L’incidente di Chernobyl. Trentotto anni fa

Era il 26 aprile del 1986. Un guasto al reattore numero quattro della centrale nucleare di Chernobyl cambiò il corso della storia e l’esistenza di intere generazioni

È stato classificato come il più grave incidente nucleare, con circa 4mila vittime stimate dall’Onu e 116mila sfollati dalla regione circostante. Le particelle radioattive trasportate dalle masse d’aria raggiunsero un’area vastissima e arrivarono addirittura in Europa. La quantità di radiazioni era altissima. A peggiorare la situazione è stata poi la mancanza di informazioni tempestive nei confronti delle popolazioni coinvolte che ha drammaticamente contribuito all’esposizione.

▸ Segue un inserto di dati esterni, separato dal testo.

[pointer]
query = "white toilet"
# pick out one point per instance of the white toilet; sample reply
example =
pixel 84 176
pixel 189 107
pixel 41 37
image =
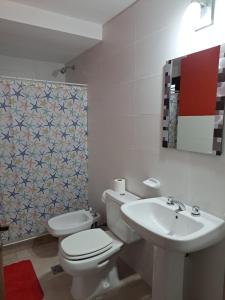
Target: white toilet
pixel 72 222
pixel 90 256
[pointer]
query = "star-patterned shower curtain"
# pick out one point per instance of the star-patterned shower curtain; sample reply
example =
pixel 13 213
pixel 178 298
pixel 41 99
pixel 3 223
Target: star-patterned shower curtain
pixel 43 153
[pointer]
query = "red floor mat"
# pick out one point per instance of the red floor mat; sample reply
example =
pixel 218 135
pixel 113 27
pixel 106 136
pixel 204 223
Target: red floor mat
pixel 21 282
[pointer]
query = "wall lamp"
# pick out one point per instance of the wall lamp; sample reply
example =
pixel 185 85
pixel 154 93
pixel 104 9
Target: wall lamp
pixel 203 10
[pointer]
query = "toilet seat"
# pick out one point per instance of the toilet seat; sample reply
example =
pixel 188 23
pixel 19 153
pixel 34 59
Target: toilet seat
pixel 92 261
pixel 86 244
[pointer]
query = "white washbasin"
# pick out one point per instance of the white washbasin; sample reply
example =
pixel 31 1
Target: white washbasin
pixel 158 222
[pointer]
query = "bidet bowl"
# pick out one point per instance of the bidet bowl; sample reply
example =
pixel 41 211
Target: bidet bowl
pixel 158 222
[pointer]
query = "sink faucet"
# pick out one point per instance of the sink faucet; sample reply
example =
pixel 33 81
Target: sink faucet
pixel 181 206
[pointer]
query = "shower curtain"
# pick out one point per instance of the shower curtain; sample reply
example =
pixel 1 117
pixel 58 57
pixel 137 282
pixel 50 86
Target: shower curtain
pixel 43 153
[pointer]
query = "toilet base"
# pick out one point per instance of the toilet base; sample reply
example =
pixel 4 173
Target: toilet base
pixel 87 287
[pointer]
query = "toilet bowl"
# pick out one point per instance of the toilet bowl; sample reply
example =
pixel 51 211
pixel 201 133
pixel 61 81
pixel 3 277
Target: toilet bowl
pixel 90 256
pixel 93 267
pixel 72 222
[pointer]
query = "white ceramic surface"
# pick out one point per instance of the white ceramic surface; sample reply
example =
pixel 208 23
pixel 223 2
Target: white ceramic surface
pixel 70 223
pixel 158 222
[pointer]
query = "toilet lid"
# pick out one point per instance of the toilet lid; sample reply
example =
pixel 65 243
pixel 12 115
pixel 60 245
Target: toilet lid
pixel 86 243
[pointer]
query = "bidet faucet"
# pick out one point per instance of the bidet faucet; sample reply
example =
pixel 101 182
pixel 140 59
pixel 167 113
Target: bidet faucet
pixel 181 206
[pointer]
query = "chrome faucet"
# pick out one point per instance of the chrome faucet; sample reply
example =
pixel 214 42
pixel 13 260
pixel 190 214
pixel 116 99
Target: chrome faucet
pixel 181 206
pixel 172 201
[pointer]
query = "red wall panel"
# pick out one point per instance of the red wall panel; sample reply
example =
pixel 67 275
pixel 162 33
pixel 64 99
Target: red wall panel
pixel 199 73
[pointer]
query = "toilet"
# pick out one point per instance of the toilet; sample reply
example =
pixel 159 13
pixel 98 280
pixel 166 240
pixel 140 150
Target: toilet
pixel 72 222
pixel 90 256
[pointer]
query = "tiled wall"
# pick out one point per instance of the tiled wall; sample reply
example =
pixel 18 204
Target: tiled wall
pixel 124 75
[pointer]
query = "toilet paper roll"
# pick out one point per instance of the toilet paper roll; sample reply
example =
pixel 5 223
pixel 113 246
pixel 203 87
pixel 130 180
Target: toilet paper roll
pixel 119 185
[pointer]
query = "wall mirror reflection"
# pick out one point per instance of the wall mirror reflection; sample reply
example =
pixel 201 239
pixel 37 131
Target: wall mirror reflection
pixel 194 97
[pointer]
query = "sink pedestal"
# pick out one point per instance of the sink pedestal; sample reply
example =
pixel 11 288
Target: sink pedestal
pixel 168 273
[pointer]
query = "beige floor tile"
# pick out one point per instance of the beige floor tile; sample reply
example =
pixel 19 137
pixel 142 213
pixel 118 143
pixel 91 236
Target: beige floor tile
pixel 57 287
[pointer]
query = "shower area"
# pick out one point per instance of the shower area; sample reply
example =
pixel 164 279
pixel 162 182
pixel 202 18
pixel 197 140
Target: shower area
pixel 43 153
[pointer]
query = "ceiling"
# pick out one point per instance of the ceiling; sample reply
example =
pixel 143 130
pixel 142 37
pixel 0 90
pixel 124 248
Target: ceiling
pixel 31 42
pixel 54 30
pixel 97 11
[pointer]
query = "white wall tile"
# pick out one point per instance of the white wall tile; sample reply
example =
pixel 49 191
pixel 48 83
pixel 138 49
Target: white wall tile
pixel 124 75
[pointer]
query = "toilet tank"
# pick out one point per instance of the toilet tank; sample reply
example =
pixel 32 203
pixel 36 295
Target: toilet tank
pixel 113 201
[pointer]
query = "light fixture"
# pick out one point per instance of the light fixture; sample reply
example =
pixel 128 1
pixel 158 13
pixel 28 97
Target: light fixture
pixel 203 10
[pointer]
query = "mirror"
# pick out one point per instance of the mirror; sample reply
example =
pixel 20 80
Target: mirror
pixel 194 97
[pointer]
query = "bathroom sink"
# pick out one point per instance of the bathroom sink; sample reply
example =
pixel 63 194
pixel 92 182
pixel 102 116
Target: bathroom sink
pixel 156 221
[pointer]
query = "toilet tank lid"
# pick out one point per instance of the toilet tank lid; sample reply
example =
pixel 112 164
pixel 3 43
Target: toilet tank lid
pixel 119 198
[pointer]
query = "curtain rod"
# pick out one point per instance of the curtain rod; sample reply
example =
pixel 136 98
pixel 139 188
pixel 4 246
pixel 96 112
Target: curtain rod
pixel 39 80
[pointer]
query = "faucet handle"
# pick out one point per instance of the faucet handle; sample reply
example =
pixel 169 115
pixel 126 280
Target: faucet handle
pixel 195 210
pixel 170 200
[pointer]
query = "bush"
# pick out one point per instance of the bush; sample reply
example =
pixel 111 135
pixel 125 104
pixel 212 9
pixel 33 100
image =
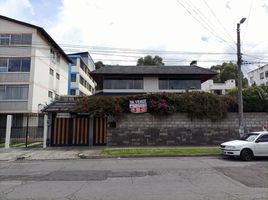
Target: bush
pixel 195 104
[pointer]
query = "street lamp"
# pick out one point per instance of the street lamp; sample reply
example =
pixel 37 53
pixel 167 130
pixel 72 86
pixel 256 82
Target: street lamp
pixel 240 97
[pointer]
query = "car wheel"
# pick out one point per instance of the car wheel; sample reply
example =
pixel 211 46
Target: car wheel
pixel 246 155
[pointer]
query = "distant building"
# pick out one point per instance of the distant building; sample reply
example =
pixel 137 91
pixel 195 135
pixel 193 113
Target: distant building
pixel 117 80
pixel 259 76
pixel 33 70
pixel 218 88
pixel 80 81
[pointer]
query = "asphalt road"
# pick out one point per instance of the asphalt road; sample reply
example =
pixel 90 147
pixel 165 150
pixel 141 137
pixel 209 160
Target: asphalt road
pixel 189 178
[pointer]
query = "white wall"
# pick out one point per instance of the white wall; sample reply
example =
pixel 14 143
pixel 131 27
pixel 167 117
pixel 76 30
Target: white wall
pixel 43 81
pixel 254 76
pixel 39 79
pixel 16 78
pixel 150 84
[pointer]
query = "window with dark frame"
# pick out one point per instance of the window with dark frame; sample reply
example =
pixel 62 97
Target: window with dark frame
pixel 15 39
pixel 123 83
pixel 72 92
pixel 50 94
pixel 262 75
pixel 13 92
pixel 73 77
pixel 178 84
pixel 15 64
pixel 51 72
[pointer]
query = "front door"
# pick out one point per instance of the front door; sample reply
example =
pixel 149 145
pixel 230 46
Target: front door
pixel 100 131
pixel 70 131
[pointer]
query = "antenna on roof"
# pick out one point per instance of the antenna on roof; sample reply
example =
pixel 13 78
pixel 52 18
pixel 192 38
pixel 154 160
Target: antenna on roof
pixel 193 63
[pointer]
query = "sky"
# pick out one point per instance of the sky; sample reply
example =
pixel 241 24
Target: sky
pixel 179 31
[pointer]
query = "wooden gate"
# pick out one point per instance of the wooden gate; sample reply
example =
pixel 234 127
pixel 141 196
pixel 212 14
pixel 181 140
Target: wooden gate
pixel 100 131
pixel 70 132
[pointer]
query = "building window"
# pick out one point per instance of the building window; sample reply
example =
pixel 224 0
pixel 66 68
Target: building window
pixel 15 39
pixel 178 84
pixel 262 75
pixel 73 77
pixel 14 92
pixel 82 93
pixel 58 58
pixel 127 83
pixel 50 94
pixel 51 72
pixel 57 96
pixel 16 64
pixel 72 92
pixel 266 74
pixel 251 79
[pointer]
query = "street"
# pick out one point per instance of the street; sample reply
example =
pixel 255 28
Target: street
pixel 189 178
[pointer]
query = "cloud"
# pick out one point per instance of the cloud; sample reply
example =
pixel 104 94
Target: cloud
pixel 126 25
pixel 21 9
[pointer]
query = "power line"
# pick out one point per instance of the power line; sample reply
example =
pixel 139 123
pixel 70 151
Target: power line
pixel 203 25
pixel 248 19
pixel 223 27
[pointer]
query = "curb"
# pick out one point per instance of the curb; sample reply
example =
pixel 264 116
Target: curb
pixel 145 156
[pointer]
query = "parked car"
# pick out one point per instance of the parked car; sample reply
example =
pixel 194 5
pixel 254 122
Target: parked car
pixel 253 144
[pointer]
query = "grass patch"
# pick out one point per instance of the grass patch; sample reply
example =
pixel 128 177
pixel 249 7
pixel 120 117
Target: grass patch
pixel 162 151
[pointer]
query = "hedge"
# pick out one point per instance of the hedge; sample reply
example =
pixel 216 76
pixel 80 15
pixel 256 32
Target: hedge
pixel 196 104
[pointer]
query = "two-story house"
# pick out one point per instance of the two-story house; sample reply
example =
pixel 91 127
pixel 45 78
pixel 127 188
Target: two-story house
pixel 80 81
pixel 33 70
pixel 113 80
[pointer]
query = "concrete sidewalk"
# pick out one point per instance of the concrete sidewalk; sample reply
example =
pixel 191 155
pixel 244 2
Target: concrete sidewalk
pixel 55 153
pixel 64 153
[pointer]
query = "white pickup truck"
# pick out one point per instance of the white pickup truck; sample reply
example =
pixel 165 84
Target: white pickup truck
pixel 253 144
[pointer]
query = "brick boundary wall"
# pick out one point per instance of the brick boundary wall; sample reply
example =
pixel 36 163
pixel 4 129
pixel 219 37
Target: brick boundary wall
pixel 178 129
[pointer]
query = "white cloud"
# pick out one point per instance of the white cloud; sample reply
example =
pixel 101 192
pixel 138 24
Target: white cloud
pixel 20 9
pixel 158 25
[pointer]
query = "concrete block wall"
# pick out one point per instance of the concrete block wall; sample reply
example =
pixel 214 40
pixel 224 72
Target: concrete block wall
pixel 178 129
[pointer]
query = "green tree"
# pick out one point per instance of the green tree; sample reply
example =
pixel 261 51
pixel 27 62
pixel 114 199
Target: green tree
pixel 227 71
pixel 149 60
pixel 99 64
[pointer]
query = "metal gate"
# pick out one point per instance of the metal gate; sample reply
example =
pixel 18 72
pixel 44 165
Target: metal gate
pixel 100 131
pixel 70 132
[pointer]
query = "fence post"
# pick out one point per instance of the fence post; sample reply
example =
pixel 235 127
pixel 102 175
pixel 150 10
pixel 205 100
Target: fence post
pixel 8 131
pixel 45 131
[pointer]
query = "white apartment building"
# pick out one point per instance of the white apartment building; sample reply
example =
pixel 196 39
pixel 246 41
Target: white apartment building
pixel 81 83
pixel 33 69
pixel 217 88
pixel 259 76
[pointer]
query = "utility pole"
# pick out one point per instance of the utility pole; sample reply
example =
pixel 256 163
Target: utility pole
pixel 240 95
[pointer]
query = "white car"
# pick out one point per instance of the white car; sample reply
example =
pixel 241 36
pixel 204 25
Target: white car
pixel 253 144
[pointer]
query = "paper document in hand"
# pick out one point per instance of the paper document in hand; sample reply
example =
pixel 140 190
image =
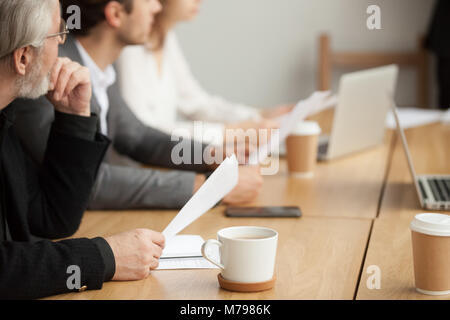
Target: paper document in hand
pixel 218 185
pixel 317 102
pixel 183 246
pixel 184 252
pixel 185 263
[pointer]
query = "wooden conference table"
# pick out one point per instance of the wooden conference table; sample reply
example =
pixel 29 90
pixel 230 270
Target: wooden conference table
pixel 356 213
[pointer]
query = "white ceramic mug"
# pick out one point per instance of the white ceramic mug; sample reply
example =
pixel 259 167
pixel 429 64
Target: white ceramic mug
pixel 247 254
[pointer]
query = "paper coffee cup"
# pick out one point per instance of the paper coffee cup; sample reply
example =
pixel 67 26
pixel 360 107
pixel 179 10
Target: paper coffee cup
pixel 431 253
pixel 301 148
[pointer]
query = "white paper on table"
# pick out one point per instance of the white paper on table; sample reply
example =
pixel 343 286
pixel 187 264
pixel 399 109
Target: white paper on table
pixel 317 102
pixel 218 185
pixel 185 263
pixel 183 246
pixel 414 117
pixel 184 252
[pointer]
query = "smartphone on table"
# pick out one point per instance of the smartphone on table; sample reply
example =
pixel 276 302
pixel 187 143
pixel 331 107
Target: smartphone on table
pixel 263 212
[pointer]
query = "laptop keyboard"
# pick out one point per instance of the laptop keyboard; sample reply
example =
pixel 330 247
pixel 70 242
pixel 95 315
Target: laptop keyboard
pixel 440 187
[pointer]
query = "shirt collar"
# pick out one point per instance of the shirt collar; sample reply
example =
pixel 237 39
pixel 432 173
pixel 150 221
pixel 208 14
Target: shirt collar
pixel 103 79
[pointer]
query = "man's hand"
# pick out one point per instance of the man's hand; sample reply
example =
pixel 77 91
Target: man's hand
pixel 70 88
pixel 248 187
pixel 136 252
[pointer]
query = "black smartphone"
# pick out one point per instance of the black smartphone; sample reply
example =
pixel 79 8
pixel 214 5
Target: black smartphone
pixel 263 212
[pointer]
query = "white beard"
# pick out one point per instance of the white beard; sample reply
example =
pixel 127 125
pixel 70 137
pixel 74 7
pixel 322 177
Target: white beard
pixel 32 86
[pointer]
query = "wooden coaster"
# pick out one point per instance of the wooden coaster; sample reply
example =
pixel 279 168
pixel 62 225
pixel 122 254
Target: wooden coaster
pixel 245 287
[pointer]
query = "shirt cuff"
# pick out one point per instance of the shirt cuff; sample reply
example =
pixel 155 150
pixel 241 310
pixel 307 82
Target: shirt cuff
pixel 108 257
pixel 76 126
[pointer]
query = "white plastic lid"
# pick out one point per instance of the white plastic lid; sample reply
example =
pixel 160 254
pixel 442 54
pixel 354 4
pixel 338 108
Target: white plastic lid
pixel 306 128
pixel 433 224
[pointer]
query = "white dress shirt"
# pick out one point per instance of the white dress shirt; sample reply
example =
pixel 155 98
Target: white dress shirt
pixel 174 99
pixel 101 81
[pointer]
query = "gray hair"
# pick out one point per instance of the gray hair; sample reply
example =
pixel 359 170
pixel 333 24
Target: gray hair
pixel 23 23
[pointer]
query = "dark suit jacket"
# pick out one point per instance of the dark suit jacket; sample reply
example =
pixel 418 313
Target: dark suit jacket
pixel 438 39
pixel 48 201
pixel 118 186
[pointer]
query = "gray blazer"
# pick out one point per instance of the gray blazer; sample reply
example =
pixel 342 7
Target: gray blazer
pixel 117 186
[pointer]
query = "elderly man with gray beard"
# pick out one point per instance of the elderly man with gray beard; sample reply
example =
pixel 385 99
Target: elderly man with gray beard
pixel 48 200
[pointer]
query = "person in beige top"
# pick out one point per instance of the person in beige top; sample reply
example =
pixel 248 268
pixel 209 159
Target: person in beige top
pixel 161 90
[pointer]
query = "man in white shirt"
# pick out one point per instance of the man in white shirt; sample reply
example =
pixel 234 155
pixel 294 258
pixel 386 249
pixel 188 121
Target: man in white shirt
pixel 106 30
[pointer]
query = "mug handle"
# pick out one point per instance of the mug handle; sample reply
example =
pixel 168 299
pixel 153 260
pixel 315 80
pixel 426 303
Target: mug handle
pixel 205 255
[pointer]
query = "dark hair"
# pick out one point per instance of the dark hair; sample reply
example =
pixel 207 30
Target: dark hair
pixel 92 12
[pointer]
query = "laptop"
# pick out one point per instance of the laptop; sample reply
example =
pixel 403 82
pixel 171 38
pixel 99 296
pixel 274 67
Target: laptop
pixel 360 115
pixel 433 190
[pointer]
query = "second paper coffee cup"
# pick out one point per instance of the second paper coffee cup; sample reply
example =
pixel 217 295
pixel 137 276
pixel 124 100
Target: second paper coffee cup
pixel 431 253
pixel 301 148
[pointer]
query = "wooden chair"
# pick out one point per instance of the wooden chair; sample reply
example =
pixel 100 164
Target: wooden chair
pixel 362 60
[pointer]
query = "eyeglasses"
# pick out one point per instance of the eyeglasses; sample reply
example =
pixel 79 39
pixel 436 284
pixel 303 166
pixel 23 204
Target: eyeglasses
pixel 62 34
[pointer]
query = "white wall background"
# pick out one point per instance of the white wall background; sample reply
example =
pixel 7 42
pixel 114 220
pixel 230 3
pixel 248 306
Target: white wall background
pixel 264 52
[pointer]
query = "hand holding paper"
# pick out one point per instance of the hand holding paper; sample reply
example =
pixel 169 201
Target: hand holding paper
pixel 317 102
pixel 219 184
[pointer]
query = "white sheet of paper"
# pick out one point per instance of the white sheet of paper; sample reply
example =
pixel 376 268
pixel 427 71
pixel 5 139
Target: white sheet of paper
pixel 218 185
pixel 318 101
pixel 183 246
pixel 185 263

Il disastro di Chernobyl rilasciò una quantità di radiazioni almeno cento volte in più rispetto alle bombe atomiche su Hiroshima e Nagasaki. Il fall-out nucleare interessò l’Ucraina, la Russia e per il 70% la Bielorussia, Paese più colpito dalla catastrofe. A lasciare la zona furono solo 350mila persone. Gran parte della popolazione colpita rimase nelle zone colpite complice, oltre alla disinformazione, l’impossibilità a spostarsi a causa delle difficili condizioni economiche.

Gravissimi gli effetti a lungo termine anche sull’ambiente, a carico di ecosistemi, flora e fauna. Sotto il profilo sanitario, nel corso degli anni, oltre all’abbassamento delle difese immunitarie e all’aumento di numerose patologie legate a una dieta fortemente contaminata da radionuclidi, si è palesato un fortissimo incremento di casi di tumore alla tiroide che ha colpito soprattutto i più piccoli, a causa dello iodio radioattivo fuoriuscito dalla centrale nella prima fase del disastro. A questo si sono aggiunte una serie di gravi patologie di natura psicologica, legate alla cosiddetta ‘sindrome di Chernobyl’, che hanno presentato sintomi connessi alla consapevolezza di vivere in un territorio fortemente contaminato e senza futuro per sé e per la propria famiglia.